Cavanagh looked at Kolchin. Bronski was right, of course. It was insane to think he could do anything for Melinda.

But to be locked up, unable to do anything at all, while the Conquerors began a war around her... "The Jutland fleet tried to stop the Conquerors," he reminded Bronski, stepping up beside him and carefully relieving him of his concealed flechette pistol. "They couldn't do it. If CIRCE is really nothing more than a well-crafted myth, we're going to need some brand-new approach to fighting them."

"And you're the one who's going to come up with this genius weapon?" Bronski bit out. "And while on the run from every cop and Peacekeeper in the Commonwealth? Get back on the ground, Cavanagh."

"The Commonwealth's going to have more pressing problems than chasing down a single fugitive," Cavanagh said. "Especially since there are a lot of people who are going to wonder why you're bothering with me. Don't worry; neither Kolchin nor I will say anything about what we've heard here today."
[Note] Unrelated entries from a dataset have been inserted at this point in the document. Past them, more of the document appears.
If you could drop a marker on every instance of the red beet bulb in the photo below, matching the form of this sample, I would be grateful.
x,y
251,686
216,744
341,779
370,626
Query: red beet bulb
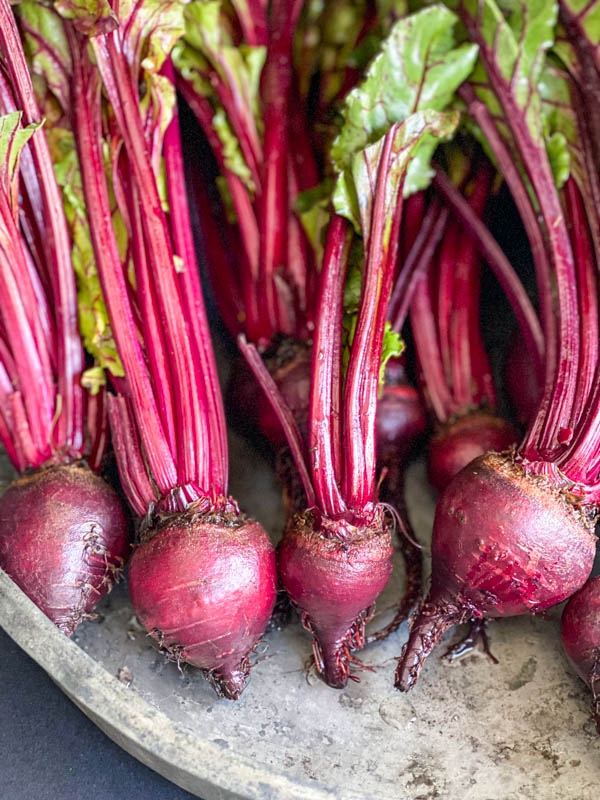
x,y
580,632
63,540
514,532
203,576
63,531
200,565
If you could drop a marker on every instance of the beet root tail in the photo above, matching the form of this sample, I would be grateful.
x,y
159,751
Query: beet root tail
x,y
432,622
229,681
332,651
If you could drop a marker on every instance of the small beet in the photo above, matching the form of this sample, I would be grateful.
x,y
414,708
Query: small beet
x,y
580,632
458,442
504,543
204,589
334,583
63,540
401,420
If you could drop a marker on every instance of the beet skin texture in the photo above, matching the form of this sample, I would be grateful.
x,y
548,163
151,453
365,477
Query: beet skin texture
x,y
580,633
504,543
63,540
334,582
457,443
204,590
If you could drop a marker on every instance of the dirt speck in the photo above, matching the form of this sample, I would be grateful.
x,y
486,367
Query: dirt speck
x,y
524,676
125,675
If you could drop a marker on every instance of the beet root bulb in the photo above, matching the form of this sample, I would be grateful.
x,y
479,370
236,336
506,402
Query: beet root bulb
x,y
204,590
504,543
457,443
580,633
63,540
334,581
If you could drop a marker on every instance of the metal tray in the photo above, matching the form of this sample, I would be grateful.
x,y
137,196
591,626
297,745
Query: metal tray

Lee took a step toward him. "Let me come with you," he said.

Cavanagh shook his head. "Sorry, Mr. Lee. Whatever the truth about CIRCE, massive panic is the last thing the Commonwealth needs right now. I can trust Kolchin to keep this to himself; I'm afraid I can't say the same about you and Jacy VanDiver. I'd put a double guard on him, Brigadier, if I were you."